S&S Energy said it was good practice to leave a loop of cable at the bracket to give extra slack in case the pole were to be hit or a branch hit the cable, and S&S Energy had done this. It was not good practice to run cables inside cavities and it had not done so.

Again, the judge was impressed by the evidence of S&S Energy’s engineers. He also noted that Mr Adams had apparently failed to mention his own DIY works in the vicinity of the cable after the extension had been completed. Without actually finding who had re-routed the cable, he decided that S&S Energy was not liable. Mr Adams was ordered to pay the costs of both defendants.

Moral: Give impressive evidence. Not bull.

Claimed Withdrawal

VGC Construction Ltd v Jackson Civil Engineering Ltd, TCC August 2008

Everyone agreed that VGC’s subcontract had been delayed by variations. VGC was laying ducting and cabling on the M3 for Jackson. In September 2006, when VGC’s six-month package of work had been scheduled to start, the design had not been completed.
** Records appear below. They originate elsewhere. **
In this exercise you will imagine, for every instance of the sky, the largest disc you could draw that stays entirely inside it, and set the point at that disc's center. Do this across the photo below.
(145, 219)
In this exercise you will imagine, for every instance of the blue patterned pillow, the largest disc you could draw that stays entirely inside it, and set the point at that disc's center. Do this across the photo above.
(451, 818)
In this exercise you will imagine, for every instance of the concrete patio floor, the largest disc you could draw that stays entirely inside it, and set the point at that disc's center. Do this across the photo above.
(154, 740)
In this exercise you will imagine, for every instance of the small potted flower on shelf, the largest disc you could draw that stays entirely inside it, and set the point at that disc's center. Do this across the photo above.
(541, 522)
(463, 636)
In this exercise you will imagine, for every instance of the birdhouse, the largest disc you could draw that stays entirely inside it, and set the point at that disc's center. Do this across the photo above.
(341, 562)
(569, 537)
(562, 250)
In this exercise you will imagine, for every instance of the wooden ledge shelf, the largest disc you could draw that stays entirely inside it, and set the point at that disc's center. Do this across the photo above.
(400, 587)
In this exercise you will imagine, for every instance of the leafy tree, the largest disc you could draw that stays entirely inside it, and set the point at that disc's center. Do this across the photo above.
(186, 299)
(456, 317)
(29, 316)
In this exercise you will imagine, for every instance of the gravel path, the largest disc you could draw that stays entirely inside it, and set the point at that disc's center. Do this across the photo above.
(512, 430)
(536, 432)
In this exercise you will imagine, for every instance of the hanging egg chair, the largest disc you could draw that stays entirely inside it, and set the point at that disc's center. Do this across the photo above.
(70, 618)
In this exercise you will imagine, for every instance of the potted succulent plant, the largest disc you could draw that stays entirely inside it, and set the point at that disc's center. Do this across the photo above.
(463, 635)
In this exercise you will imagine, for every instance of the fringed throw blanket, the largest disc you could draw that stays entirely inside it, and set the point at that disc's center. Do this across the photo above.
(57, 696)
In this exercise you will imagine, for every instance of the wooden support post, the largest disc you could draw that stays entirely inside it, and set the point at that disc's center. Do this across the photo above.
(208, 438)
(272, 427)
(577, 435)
Therefore, when VGC submitted its valuation application no.13 towards the end of its contract in September 2007, VGC was 26 weeks in delay. That application for £4,354,168.67 included a one-line item: ‘Delay and disruption... £300,000’.

Jackson rejected this item completely and, citing ‘contra charges’, including staff and compound costs, deducted some £768,594. On October 27, 2007, VGC requested an extension of time of 26 weeks to September 14, 2007. This was backed by four pages of reasons for delay but no explanation of how they occurred.

VGC’s valuation application no.14, dated November 1, was for £4,358,254.89, again including the single line for £300,000 for delay and disruption. It also included four pages of remeasured items and ten pages of variations.

Jackson’s payment notice no.14 again rejected VGC’s £300,000 and contra-charged. During a short meeting on November 7, 2007 Jackson’s commercial director proposed that VGC’s claim and Jackson’s contra claims be held in abeyance for the time being as it would take VGC six months to produce a substantiated claim. At a meeting on December 7 he again stated that VGC’s claim for extension of time and Jackson’s over-run would be left in abeyance. By April 2008, VGC still had not provided the details. On May 2, 2008, VGC served a notice of adjudication. In spite of Jackson’s argument that VGC’s claim was nebulous and that no dispute had arisen, the adjudicator awarded VGC £745,657.64.

When VGC tried to enforce this decision, Jackson claimed the meeting of December 7 2007 meant that VGC had withdrawn its claim and the adjudication was void. Not so, said the judge. VGC had not withdrawn its claim. Also, it was clear from the content of VGC’s applications what its £300,000 claim was for. The adjudicator’s decision was upheld.

Moral: Disputes can creep up on you.